BISCOTTI DE AVELLANAS Y CHOCOLATE
INGREDIENTES
- 1 taza de avellanas (también pueden ser almendras) peladas
- 1/4 taza de pepitas de chocolate o de un buen chocolate cortado en pedacitos
- 2/3 de taza de azúcar blanco
- 2 huevos
- 1 cucharadita de café (1/2 de té) de extracto de vainilla o de almendra (si hacéis la versión con almendras)
- 1 cucharadita de café (1/2 de té) de Gianduia, Frangélico (si utilizáis avellanas) o de Amaretto (si los biscotti son de almendra)
- 1 cucharada de té de levadura en polvo (tipo Royal)
- 1/4 de cucharada de té de sal
- 1 taza y 3/4 de harina integral
ELABORACIÓN
Precalentar el horno a 180º. Tostar las avellanas (o las almendras) en una bandeja durante unos 8 a 10 minutos, hasta que empiecen a soltar aroma y estén ligeramente doradas.
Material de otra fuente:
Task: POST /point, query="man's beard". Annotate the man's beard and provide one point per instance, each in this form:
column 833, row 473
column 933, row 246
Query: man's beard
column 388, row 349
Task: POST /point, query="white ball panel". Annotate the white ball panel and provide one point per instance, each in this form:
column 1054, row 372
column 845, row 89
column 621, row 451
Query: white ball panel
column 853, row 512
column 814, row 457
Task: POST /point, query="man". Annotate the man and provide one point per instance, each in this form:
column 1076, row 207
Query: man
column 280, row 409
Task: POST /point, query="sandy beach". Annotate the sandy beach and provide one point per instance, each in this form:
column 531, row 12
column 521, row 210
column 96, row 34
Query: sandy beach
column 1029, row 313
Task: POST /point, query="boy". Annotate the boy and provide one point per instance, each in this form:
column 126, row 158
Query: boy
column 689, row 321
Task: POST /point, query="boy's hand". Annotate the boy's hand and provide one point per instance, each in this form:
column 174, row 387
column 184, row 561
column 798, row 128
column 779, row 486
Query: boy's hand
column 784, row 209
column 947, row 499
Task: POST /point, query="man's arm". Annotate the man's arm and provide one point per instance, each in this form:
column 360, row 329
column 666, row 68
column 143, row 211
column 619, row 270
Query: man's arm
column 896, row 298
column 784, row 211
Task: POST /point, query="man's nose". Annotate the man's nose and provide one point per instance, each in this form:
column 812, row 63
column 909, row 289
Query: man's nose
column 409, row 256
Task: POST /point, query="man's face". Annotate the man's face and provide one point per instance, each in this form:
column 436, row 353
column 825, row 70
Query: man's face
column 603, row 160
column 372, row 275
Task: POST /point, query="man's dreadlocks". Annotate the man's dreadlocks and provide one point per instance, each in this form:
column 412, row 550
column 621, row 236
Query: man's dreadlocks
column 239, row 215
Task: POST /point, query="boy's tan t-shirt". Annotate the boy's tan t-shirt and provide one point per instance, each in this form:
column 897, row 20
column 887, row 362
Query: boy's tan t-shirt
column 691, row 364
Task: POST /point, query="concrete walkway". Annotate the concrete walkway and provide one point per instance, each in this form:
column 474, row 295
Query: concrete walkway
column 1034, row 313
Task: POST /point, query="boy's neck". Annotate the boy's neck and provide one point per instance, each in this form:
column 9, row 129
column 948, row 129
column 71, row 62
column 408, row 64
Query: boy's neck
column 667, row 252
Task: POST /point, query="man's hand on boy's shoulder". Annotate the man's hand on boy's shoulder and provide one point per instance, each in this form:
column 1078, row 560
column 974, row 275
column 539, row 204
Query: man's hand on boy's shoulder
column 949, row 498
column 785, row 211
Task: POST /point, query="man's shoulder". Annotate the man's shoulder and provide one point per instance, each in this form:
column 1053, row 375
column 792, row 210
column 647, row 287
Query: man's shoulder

Picar en mitades. Reservar.
Batir los huevos y el azúcar vigorosamente con unas varillas, hasta que blanqueen y espesen (unos 5 minutos). Cuando levantéis las varillas, la mezcla debería formar «churretes». Añadir el extracto de vainilla y el licor y batir bien.
En un bol aparte, mezclar la harina, la sal y la levadura. Añadir los ingredientes secos a la mezcla de huevo y azúcar y mezclar hasta que desaparezca la harina. Incorporar las avellanas y el chocolate. Amasar todo dentro del bol, si la masa es demasiado líquida, podéis añadir un poco de harina, pero hacedlo gradualmente y añadid sólo la necesaria para poder sacar la masa del bol y trabajarla en la encimera. Darle la forma de medio «tronco», una media luna bastante aplastada. Unos 30 cm. de largo y unos 6 de ancho, pero... ¿quién demonios piensa en medir cuando amasa?
Hornear unos 25 minutos en una bandeja de aluminio de las de hacer galletas previamente aceitada, hasta que los bordes estén ligeramente dorados y la masa empiece a ponerse firme. Sacar del horno y dejar enfriar en la bandeja encima de una rejilla. Bajar la temperatura del horno a 165º.
Pasar la masa con mucho cuidado a una tabla de cortar, y cortarla en rebanadas de un centímetro más o menos. Si la masa se rompe mucho, esperad a que se enfríe un poco más. Si no utilizáis chocolate la masa se cortará más fácilmente.
Colocar los
biscotti de nuevo en la bandeja, y hornear unos 10 a 15 minutos. Darles la vuelta. Hornear unos 10 a 15 minutos más o hasta que estén dorados. El tiempo puede variar dependiendo de si habéis utilizado chocolate o no, y de la cantidad de harina que hayáis añadido durante el amasado. Sacar del horno, dejar enfriar y guardar en una lata hermética. Se conservan estupendamente durante más de dos semanas. Si son para regalar, podéis atar varios con un lazo o un cordel rojo, y presentarlos con un paquete de buen café. La versión de chocolate y pistacho que aparece en las fotos podéis encontrarla
aquí, aunque sin mi toque saludable.